Accused threat-maker sick, not dangerous, family says

Daughter of man who threatened Oak Park schools talks about his grief, dementia



GRIEF—Rants against Oak Park schools were intended as anguished venting to friends, not actual threats, says the family of Morton Green. RICHARD GILLARD/Acorn Newspapers

GRIEF—Rants against Oak Park schools were intended as anguished venting to friends, not actual threats, says the family of Morton Green. RICHARD GILLARD/Acorn Newspapers

Grief, dementia and other medical problems may have contributed to the recent behavior of Morton Green, a former Oak Park Unified parent who blamed the school district for the untimely death of his son, Robert Green, and threatened to use explosives at local schools as revenge.

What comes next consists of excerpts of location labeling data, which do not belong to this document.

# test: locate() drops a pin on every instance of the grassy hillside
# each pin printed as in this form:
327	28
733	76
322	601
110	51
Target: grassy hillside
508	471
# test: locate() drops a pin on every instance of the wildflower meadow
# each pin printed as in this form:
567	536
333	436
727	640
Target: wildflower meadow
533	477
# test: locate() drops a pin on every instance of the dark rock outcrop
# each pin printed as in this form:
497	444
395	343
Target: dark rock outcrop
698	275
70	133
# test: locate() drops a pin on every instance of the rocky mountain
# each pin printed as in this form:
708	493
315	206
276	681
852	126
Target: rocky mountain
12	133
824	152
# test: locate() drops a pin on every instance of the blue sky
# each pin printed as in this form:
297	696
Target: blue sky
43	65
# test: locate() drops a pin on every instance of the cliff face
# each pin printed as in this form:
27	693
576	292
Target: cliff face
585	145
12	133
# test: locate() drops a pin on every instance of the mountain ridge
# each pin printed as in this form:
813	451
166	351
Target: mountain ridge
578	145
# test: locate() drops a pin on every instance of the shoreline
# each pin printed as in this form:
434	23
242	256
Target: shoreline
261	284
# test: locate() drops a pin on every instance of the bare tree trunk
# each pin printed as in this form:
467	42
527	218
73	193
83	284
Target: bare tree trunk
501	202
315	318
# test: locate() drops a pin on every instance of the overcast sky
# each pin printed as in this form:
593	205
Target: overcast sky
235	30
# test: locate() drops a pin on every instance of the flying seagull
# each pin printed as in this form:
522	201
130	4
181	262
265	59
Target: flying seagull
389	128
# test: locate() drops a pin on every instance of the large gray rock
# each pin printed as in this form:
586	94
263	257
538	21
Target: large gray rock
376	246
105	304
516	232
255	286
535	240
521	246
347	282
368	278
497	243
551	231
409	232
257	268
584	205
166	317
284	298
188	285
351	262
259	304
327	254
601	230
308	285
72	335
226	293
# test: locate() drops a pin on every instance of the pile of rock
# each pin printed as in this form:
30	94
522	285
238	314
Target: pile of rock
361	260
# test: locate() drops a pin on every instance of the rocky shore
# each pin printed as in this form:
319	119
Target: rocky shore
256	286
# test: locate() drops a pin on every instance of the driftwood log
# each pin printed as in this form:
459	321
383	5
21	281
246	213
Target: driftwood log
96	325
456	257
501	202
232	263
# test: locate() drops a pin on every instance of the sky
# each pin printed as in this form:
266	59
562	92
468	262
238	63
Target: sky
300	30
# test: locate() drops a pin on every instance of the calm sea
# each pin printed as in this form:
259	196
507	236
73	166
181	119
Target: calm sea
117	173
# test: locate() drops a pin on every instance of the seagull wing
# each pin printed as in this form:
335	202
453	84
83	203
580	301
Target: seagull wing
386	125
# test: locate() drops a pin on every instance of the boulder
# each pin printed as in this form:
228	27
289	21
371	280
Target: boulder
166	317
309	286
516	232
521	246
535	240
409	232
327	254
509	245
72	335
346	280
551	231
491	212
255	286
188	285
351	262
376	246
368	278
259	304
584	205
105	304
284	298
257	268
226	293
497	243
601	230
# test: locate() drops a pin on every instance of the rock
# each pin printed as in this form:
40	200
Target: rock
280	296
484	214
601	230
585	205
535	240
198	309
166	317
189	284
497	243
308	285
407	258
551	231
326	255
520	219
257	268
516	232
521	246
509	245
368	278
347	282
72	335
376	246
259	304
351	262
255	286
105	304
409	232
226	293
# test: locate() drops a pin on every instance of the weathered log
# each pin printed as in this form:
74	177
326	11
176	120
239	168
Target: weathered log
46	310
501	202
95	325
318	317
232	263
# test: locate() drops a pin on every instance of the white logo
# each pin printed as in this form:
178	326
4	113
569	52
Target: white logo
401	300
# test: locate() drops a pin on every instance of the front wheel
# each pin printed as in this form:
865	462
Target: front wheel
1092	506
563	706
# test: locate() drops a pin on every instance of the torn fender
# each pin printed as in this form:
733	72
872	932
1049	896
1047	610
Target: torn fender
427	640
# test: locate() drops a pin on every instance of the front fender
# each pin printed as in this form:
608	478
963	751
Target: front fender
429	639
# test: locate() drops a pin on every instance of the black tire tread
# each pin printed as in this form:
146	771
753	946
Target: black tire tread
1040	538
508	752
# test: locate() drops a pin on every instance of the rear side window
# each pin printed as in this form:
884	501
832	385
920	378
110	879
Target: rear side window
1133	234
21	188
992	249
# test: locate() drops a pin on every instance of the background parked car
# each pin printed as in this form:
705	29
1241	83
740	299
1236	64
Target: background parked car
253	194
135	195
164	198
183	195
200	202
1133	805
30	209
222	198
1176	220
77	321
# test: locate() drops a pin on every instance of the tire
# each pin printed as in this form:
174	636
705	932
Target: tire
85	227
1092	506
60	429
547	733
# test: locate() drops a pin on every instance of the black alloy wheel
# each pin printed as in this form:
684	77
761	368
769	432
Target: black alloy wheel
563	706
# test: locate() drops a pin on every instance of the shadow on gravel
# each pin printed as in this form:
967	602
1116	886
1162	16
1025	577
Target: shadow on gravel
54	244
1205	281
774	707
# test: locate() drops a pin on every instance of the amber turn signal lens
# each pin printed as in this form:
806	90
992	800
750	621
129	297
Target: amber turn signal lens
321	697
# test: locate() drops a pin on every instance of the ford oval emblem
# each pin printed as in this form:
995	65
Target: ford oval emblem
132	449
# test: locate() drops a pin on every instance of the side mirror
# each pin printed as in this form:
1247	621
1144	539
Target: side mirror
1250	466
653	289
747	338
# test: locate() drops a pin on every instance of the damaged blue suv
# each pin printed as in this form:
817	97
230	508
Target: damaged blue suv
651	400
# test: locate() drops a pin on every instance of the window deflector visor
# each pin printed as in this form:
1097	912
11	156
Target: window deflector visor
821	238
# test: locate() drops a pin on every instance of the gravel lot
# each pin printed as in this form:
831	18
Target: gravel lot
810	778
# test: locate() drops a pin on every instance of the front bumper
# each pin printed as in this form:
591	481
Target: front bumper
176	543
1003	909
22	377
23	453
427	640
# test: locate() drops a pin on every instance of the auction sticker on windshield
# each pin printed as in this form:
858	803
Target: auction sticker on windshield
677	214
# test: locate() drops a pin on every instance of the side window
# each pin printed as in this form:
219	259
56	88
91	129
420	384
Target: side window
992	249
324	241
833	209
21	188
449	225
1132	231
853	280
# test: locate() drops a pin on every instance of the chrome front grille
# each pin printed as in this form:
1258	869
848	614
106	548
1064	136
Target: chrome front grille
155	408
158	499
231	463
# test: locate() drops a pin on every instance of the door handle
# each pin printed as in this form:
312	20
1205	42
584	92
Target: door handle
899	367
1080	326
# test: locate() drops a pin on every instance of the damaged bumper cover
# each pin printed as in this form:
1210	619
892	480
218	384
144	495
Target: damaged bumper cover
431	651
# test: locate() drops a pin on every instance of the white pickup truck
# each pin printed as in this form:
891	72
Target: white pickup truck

Green seemed to imply on Facebook that his son died by suicide, which stemmed from bullying and mistreatment at the hands of Oak Park High School football coaches and fellow students in the mid-1990s.

Green’s daughter, Julianne Green, offered explanations for her father’s behavior.

In an interview with The Acorn, Julianne Green, who now lives in Maryland, said that her brother did not commit suicide.

“It was an accident,” she said. “That’s all I’m going to say.”

As for her father’s threatening behavior, Green said he is experiencing the ravages of dementia and other medical issues that have rendered him frail and confused at the age of 74.

“He is harmless and by no means capable of the crimes he is being charged with or the actions he threatened on Facebook,” she said.

Her father, Green said, doesn’t understand the internet or Facebook and believed he was privately ranting to a friend about his son’s life and death.

Despite her sympathy for her father, Green said, she does not condone his behavior but instead believes it was a “cry for help.”

“We intend to get him the best treatment he can get to help him overcome his grief and mourning,” she said.

Green stressed that while her brother was mistreated in high school, she does not believe there was any connection between high school problems in the 1990s and his death.

“I would say ‘no’ about the problems in high school impacting his life now,” she said.

She spoke about the abuse her brother endured at Oak Park High.

“When Robert was on the football team (at Oak Park High) he did have long hair, which was very important to him as a personal choice,” she said. “He was called a slew of different names, including racial slurs.”

The Green family is Jewish, and Robert was taunted for wearing a Star of David necklace underneath his jersey, his sister said.

“He had his jaw broken by teammates—not during a game, off the field,” Julianne Green said. “He had a teacher place wooden crosses on his desk and (wave them at him) on the field. A coach at the time ripped his hair out in front of me, my brother David, my parents—the whole school. My brother was 14 at the time.”

“On behalf of my family, and myself, I would like to apologize for all of the things my father said and all of the people he scared, including their families,” she said. “Also, I would like to say he is grieving very strongly, and he has early signs of becoming senile and issues associated with that.”